A large (53 km) and very dark C-type main belt asteroid. The NEAR Shoemaker flyby revealed enormous craters, suggesting a highly porous, low-density “rubble pile” structure rather than a solid rock.

433 Eros

433 Eros

The first asteroid to be orbited and later landed upon. NEAR Shoemaker studied this 17 km near-Earth asteroid for a year before making a historic controlled descent to its surface, taking images all the way down.

9969 Braille

9969 Braille

Visited by the experimental Deep Space 1 probe. This small (2.1 km), elongated Mars-crossing asteroid flyby successfully tested new autonomous navigation technology, a key goal for future deep space missions.

5535 Annefrank

5535 Annefrank

An irregularly shaped main belt asteroid approximately 6.6 km in diameter. It served as a successful engineering and targeting test for the Stardust spacecraft on its primary mission to study comet Wild 2.

25143 Itokawa

25143 Itokawa

A small (535 meters) near-Earth “rubble pile” asteroid. JAXA’s Hayabusa spacecraft briefly landed, collected tiny dust grains, and returned them to Earth in 2010—the first-ever asteroid sample return mission.

2867 Šteins

2867 Šteins

A small, diamond-shaped main belt asteroid about 5 km in diameter.

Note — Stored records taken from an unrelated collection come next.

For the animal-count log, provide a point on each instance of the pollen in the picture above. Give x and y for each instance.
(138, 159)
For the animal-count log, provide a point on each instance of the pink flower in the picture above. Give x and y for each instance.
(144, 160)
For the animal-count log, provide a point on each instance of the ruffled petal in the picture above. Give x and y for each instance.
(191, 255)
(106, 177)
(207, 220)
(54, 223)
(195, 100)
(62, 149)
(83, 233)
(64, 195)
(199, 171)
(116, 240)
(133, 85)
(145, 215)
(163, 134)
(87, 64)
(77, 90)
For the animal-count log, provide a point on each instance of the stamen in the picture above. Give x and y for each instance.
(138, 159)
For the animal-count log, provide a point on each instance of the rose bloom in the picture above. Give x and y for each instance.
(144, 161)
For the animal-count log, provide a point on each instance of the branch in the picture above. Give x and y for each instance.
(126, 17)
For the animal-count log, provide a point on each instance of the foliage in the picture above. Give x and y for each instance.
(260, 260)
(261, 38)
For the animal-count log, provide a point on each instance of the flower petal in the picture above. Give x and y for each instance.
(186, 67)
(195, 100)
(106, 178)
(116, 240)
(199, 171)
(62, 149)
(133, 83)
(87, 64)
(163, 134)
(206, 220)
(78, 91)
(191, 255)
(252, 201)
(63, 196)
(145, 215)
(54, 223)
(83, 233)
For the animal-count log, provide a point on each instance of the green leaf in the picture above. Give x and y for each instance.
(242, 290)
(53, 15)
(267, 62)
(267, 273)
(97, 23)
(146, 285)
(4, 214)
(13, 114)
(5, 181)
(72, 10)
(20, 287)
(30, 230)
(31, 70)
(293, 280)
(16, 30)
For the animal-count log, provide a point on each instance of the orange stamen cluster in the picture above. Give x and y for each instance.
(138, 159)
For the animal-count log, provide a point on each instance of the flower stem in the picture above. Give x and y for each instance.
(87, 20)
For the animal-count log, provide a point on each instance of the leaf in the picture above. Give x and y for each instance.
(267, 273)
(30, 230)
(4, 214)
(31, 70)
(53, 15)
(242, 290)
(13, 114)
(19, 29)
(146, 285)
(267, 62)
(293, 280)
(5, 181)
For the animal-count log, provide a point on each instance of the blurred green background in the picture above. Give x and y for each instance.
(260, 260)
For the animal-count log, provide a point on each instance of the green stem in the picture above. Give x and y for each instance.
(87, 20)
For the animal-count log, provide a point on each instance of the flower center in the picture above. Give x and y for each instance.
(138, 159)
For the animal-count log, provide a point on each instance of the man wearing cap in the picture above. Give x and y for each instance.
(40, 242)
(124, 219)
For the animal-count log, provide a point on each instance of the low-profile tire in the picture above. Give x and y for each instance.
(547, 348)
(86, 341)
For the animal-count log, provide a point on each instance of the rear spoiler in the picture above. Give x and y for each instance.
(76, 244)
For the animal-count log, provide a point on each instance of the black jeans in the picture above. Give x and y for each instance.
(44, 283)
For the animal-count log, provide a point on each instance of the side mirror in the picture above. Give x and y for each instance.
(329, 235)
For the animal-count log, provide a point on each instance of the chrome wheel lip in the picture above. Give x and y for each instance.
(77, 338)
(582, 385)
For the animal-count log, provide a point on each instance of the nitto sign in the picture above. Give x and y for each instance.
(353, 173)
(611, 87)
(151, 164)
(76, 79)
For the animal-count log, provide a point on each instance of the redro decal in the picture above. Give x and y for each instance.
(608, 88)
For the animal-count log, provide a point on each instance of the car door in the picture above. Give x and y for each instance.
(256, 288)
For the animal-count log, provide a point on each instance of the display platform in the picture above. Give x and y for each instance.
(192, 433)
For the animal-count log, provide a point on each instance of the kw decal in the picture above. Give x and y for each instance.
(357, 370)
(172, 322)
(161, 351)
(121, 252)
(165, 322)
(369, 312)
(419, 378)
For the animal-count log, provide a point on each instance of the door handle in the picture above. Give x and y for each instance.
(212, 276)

The Rosetta spacecraft flew past it on its long journey to comet 67P, revealing a large impact crater and several smaller ones.

21 Lutetia

21 Lutetia

One of the largest asteroids visited, this 100 km main belt object puzzled scientists. Rosetta’s flyby showed it has an unusually high density, with features of both primitive and metallic asteroids.

4 Vesta

4 Vesta

The second-largest object in the main belt, Vesta is a 525 km protoplanet. The Dawn mission orbited it for over a year, revealing a complex world with giant mountains and deep canyons.

4179 Toutatis

4179 Toutatis

A 2.5 km near-Earth asteroid with a bizarre, elongated shape and a slow, tumbling rotation. It was visited by China’s Chang’e 2 probe in a mission extension after it completed its lunar exploration.

1 Ceres

1 Ceres

The largest object in the asteroid belt (946 km) and a dwarf planet. Dawn arrived after visiting Vesta, discovering mysterious bright spots of salt deposits in its craters, hinting at a subsurface ocean.

162173 Ryugu

162173 Ryugu

A diamond-shaped near-Earth asteroid about 900 meters in diameter. JAXA’s Hayabusa2 deployed rovers, collected subsurface samples using an impactor, and successfully returned them to Earth for analysis.

101955 Bennu

101955 Bennu

A small (490 meters), carbon-rich near-Earth asteroid. NASA’s OSIRIS-REx mapped its surprisingly rugged surface, collected a substantial sample that was returned to Earth in 2023, and discovered it ejects small particles.

486958 Arrokoth

486958 Arrokoth

The most distant object ever explored up close. This 36 km Kuiper Belt object is a “contact binary”—two gently merged lobes—offering a pristine glimpse into the solar system’s ancient formation.

65803 Didymos

65803 Didymos

The larger asteroid in a binary pair, about 780 meters in diameter. NASA’s DART spacecraft flew past Didymos to intentionally collide with its moonlet, Dimorphos, in a groundbreaking planetary defense test.

Dimorphos

Dimorphos

The 160-meter moonlet of asteroid Didymos. DART’s successful impact was the first-ever demonstration of a kinetic impactor to change an asteroid’s orbit, a key strategy for protecting Earth from potential threats.

152830 Dinkinesh

152830 Dinkinesh

A small main belt asteroid about 790 meters wide. The Lucy mission’s flyby revealed a surprise: Dinkinesh has its own moon, Selam, which is itself a rare “contact binary” of two smaller objects.